Five weeks ago, the Dallas Stars' forward was caught in the throat by an errant stick during a game against the New York Rangers at Madison Square Garden. Within hours, he was in a Manhattan hospital undergoing an emergency tracheotomy for a fractured larynx.
The 29-year-old Montrealer missed 15 games in recovery, but knows the freak injury could have cost him much, much more.
"Yeah, kind of freaky. Kind of scary," Ribeiro told NHL.com Thursday in Calgary in the midst of a three-game Stars road trip. "I didn't know much when we were out there on the ice. I didn't know it was any more serious than losing my breath for a little bit. But obviously, once I started spitting blood, that was scarier.

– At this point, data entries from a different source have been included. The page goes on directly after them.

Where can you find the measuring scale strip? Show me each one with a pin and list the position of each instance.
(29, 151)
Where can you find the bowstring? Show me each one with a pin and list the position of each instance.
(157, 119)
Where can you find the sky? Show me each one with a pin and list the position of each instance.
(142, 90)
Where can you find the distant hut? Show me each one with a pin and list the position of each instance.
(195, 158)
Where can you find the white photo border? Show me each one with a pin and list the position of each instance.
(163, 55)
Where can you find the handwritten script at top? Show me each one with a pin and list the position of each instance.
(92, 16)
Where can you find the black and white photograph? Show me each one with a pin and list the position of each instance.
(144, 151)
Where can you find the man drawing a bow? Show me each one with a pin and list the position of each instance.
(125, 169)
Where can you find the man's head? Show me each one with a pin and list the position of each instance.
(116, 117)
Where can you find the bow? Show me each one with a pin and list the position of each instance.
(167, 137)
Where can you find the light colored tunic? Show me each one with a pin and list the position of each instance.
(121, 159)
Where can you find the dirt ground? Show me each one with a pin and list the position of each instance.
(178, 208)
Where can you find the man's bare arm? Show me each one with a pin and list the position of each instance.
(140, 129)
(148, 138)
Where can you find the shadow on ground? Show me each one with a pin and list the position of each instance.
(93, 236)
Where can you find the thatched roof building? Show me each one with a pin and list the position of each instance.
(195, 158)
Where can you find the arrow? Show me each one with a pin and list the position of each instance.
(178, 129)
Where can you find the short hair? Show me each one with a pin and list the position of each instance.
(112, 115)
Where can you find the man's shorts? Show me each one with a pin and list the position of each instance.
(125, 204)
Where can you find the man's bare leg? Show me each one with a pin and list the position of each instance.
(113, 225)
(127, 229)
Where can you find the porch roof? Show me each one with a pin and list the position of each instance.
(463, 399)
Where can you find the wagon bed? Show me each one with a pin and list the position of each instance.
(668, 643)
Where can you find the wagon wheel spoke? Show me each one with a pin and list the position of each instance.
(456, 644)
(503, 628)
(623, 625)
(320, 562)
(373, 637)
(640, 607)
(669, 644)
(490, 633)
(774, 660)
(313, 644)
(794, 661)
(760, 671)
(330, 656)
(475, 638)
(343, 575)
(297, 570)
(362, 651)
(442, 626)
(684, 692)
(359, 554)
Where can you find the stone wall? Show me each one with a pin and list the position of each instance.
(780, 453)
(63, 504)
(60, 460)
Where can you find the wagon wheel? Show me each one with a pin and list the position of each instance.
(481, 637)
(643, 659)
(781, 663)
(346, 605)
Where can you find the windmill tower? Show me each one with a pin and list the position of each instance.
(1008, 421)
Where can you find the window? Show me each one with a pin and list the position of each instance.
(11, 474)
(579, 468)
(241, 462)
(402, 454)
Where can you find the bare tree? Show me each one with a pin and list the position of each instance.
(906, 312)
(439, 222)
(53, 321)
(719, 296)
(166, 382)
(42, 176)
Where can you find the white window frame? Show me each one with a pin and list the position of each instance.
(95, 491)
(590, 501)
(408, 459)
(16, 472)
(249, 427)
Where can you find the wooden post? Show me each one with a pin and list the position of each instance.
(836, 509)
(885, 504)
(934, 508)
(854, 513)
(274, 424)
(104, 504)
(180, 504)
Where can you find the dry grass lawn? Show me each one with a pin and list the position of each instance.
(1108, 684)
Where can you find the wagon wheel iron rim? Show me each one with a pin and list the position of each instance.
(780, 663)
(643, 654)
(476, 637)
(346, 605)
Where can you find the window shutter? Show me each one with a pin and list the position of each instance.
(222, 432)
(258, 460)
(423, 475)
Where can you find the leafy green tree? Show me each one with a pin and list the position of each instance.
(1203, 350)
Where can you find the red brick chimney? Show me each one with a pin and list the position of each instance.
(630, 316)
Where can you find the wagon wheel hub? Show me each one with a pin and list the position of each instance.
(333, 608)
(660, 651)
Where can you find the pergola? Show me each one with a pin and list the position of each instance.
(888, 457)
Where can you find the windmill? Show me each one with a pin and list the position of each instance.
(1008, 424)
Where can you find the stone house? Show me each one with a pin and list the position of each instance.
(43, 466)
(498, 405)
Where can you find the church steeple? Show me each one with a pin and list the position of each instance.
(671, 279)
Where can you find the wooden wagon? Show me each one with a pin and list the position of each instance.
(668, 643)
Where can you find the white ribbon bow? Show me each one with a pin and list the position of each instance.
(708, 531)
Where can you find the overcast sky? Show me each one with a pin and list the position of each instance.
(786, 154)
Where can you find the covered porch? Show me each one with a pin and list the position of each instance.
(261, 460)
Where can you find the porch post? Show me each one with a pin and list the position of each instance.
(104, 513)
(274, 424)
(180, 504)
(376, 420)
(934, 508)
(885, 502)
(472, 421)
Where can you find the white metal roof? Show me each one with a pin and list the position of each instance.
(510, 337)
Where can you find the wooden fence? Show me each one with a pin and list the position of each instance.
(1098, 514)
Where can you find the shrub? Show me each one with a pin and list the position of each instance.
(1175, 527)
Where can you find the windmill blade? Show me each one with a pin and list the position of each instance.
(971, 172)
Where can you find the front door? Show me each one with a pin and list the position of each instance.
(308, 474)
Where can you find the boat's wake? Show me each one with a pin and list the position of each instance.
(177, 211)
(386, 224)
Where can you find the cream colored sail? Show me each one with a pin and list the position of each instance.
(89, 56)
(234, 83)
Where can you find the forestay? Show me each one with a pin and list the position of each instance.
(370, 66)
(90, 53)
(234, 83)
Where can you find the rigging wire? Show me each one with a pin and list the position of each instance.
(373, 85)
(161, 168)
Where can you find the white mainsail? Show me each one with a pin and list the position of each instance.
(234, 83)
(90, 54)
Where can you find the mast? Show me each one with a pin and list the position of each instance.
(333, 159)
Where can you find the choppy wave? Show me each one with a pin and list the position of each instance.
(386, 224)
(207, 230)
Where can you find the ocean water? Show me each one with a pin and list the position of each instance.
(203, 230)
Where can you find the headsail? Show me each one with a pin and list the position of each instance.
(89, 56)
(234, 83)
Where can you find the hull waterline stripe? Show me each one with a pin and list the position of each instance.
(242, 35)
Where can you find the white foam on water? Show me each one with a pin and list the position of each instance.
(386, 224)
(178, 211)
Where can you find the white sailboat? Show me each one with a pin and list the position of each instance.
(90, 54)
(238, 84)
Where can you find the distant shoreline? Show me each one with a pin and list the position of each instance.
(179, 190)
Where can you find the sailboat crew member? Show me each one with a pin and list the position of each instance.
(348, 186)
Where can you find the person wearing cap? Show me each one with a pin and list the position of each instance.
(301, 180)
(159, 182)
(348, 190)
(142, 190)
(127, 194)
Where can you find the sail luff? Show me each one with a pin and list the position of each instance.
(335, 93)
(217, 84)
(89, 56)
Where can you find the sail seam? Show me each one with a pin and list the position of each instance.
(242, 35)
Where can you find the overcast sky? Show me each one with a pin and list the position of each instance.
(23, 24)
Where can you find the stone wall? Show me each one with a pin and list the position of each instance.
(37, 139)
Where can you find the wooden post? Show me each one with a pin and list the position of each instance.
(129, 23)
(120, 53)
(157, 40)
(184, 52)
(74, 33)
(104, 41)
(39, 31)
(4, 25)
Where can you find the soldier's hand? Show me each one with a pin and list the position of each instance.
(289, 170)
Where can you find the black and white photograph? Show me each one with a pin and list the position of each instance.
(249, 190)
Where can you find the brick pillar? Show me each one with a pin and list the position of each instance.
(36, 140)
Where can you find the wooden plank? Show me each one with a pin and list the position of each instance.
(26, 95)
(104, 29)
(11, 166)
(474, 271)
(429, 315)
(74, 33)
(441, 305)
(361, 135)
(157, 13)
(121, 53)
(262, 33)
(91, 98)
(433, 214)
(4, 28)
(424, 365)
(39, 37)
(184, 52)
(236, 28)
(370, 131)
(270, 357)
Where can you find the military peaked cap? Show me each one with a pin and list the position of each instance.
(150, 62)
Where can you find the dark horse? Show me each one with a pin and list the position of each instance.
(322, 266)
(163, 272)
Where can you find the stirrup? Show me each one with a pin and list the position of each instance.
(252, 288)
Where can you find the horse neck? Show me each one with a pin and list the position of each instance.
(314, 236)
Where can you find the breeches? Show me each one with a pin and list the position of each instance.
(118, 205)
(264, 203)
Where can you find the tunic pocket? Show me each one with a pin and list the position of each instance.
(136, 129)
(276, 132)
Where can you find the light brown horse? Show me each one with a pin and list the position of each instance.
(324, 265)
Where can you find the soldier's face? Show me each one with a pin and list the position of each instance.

"It really hit me when I got to the hospital. When I got there, I only had 30 percent airway (clearance) and they told me that they had to do (an immediate tracheotomy, or incision in the windpipe). That's when I realized how bad it was.
"First two days, it was kind of hard to breathe. I couldn't talk for days," Ribeiro said. "I know, now, how fortunate I was to be healthy. I still have my voice, and I'm able to play again."
As it happens, Ribeiro was struck in the throat by the stick of the Rangers' Chris Higgins his former Montreal Canadiens friend and teammate, who's since been traded to the Calgary Flames.
"I called him the day after the incident. He knows it was a total freak play," Higgins said. "It's tough to hurt a friend like that. It was kind of scary, there ... I didn't realize how bad it was. With how hard my stick went in to his throat, I knew I caught him pretty good, and that he was hurt. Right in the throat, there, you've got no protection. You're completely exposed. I'm glad he made out all right."
Wearing a neck guard, which he'll keep over the wound for six more weeks, Ribeiro returned to action Tuesday in Chicago, scoring a goal during the Stars' 4-3 overtime loss to the Blackhawks.
On Thursday in Calgary, during a 3-1 Dallas win, he struck two more times -- once into an empty net, and once on a highlight-reel effort. After Brad Richards' second-period, power-play point shot just missed the net, Ribeiro corralled the puck beside the right post and, while starting to skate behind the net, banked it off one of Miikka Kiprusoff's pads into the cage.
After undergoing such a traumatic throat injury, like Clint Malarchuk, Trent McCleary and Richard Zednik did before him, Ribeiro admits he's been a little sensitive to stick traffic around his neck.
"There was little bit of a fear of getting hit again," he said, "especially on faceoffs, because there are always sticks coming up and stuff."
Stars head coach Marc Crawford said that despite Ribeiro's eyebrow-raising ice-time numbers in his return -- 17:09 in Chicago, 18:09 in Calgary -- the intention is to work the former 27-goal scorer back into the lineup slowly.
"It's not so much getting the energy for the game. It's getting the energy for the next game," Crawford told NHL.com. "He's made a difference for us already. He's a very talented player who has the ability to stay on loose pucks, and he's very opportunistic."